Los de la mayoría, los pobres de la encuesta, se mueven de a pie por caminos de herradura, los aviones los ven cruzar por el cielo, los restaurantes los conocen de la puerta para afuera y con suerte en días grandes un plato de mercado antes de regresar a sus viviendas, chozas sin pisos, sin electricidad, ni agua corriente.

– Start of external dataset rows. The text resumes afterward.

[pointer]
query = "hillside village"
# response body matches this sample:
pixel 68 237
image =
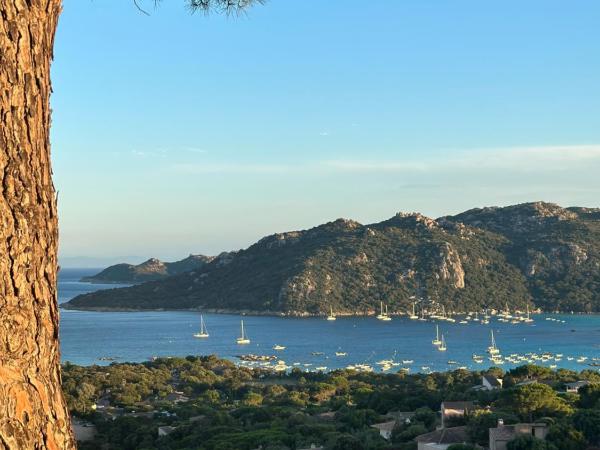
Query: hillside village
pixel 208 403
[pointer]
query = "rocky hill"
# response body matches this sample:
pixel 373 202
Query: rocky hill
pixel 536 253
pixel 152 269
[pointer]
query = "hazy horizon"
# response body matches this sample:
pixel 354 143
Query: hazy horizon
pixel 100 261
pixel 303 112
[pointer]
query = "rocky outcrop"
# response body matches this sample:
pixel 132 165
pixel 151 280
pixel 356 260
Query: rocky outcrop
pixel 152 269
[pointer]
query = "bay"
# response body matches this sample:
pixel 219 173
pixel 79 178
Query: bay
pixel 100 337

Ante la prensa el Presidente declaró que: «Los indicadores de inflación se encuentran dentro de un nivel aceptable», el problema en relación a su declaración, es que el hambre mata el cuerpo y el espíritu día a día, aunque sea producto de una inflación aceptable mientras las cifras son simples números que no hacen el milagro de llenar el estómago como el maná caído del cielo.
Termino recordando una coplita de Yupanki, el cantor de los caminos que dice: «No sé si otro habrá rodado todo lo que he rodado yo, mas le juro créamelo, que he visto tanta pobreza que hasta pensé con tristeza ’Dios por aquí no pasó».